Why did Einstein add the cosmological constant to his equations?
Einstein added the cosmological constant in 1917 to prevent his general relativity equations from predicting a collapsing universe. The scientific consensus at the time assumed the universe was static, and without the constant, gravity would cause any non-expanding universe to contract. He later described adding it as his "biggest blunder" after Edwin Hubble confirmed the universe was expanding.
What did the 1998 supernova observations reveal about the cosmological constant?
Observations of type Ia supernovae in 1998, by teams led by Saul Perlmutter, Brian Schmidt, and Adam Riess, showed that the universe's expansion is accelerating rather than slowing down. This required a positive cosmological constant to explain, reversing decades of scientific consensus that the constant was zero. Perlmutter, Schmidt, and Riess received the Nobel Prize in Physics in 2011 for this discovery.
What is the cosmological constant problem in physics?
The cosmological constant problem is the enormous discrepancy between the vacuum energy predicted by quantum field theory and the value actually measured through cosmological observations. The theoretical prediction exceeds the observed value by approximately 120 orders of magnitude, a gap physicists have called "the worst theoretical prediction in the history of physics." No known theory satisfactorily explains why the observed value is so small.
How much of the universe is made up of dark energy according to the Planck Collaboration?

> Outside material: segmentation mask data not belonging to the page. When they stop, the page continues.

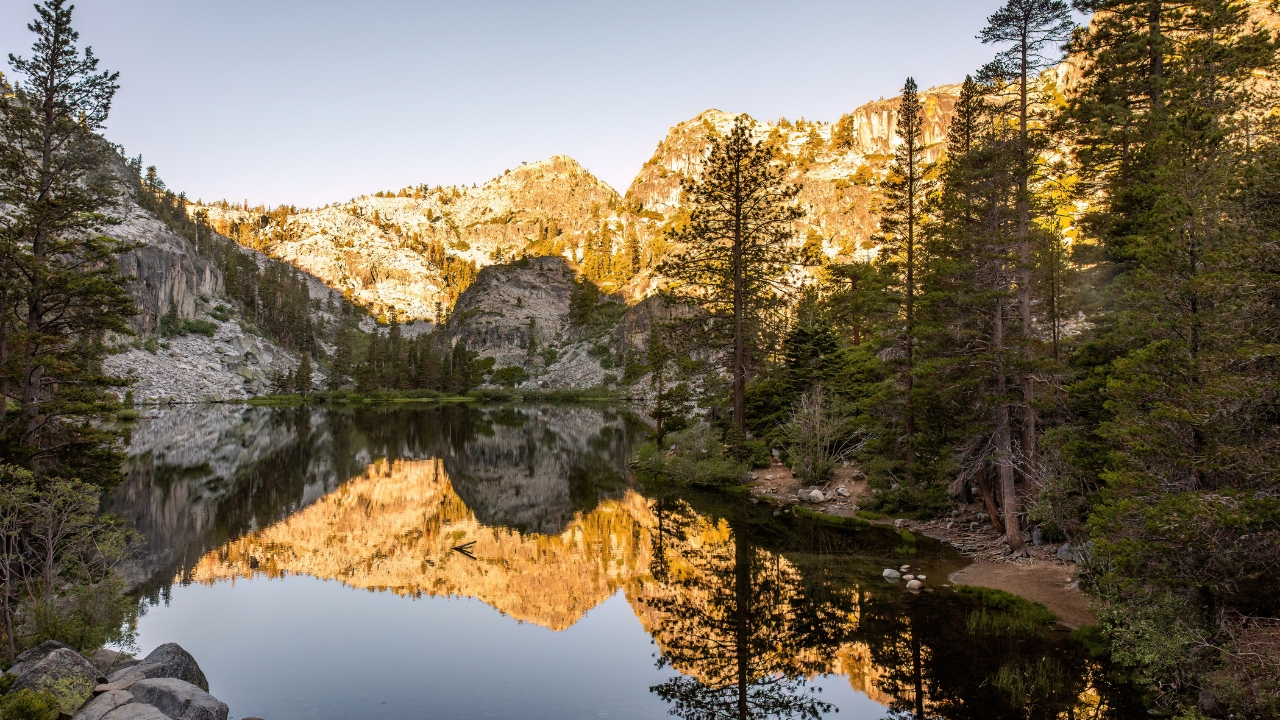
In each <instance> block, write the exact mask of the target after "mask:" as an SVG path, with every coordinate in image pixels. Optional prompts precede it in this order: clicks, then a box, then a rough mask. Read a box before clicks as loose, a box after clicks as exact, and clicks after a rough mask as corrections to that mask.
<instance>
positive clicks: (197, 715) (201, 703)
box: [129, 678, 228, 720]
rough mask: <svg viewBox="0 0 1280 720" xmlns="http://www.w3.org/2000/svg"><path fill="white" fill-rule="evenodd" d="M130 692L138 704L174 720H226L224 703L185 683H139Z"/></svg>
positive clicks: (227, 708) (183, 682)
mask: <svg viewBox="0 0 1280 720" xmlns="http://www.w3.org/2000/svg"><path fill="white" fill-rule="evenodd" d="M129 692H131V693H133V698H134V700H136V701H137V702H145V703H147V705H152V706H155V707H156V708H157V710H160V712H164V714H165V715H168V716H169V717H172V719H173V720H227V714H228V707H227V703H225V702H221V701H219V700H218V698H215V697H214V696H211V694H209V693H207V692H205V691H204V689H201V688H197V687H196V685H193V684H191V683H188V682H186V680H178V679H175V678H152V679H148V680H140V682H138V683H134V685H133V688H132V689H131V691H129Z"/></svg>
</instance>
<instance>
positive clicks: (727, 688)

The Planck Collaboration published results in 2018 estimating that the dark energy density parameter is 0.714, meaning roughly 68 percent of the universe's total mass-energy density is attributable to dark energy. This fraction is not constant over cosmic time; as the universe expands, dark energy grows with the volume while the amount of matter remains fixed.
What did Steven Weinberg predict about the cosmological constant using the anthropic principle?
In 1987, Steven Weinberg predicted using the anthropic principle that the cosmological constant would be less than a hundred times the then-accepted value. He refined this in 1992 to between five and ten times the matter density of the universe. In 1995, Alexander Vilenkin further refined the prediction to about ten times the matter density, approximately three times the value later measured.
What is the role of the cosmological constant in the Lambda-CDM model?
The cosmological constant is a central component of the Lambda-CDM model, which is the current standard model of cosmology. It serves as the simplest explanation for dark energy, the force driving the accelerating expansion of the universe. Studies assuming the cosmological principle attribute around 68 percent of the universe's mass-energy density to the dark energy described by the cosmological constant.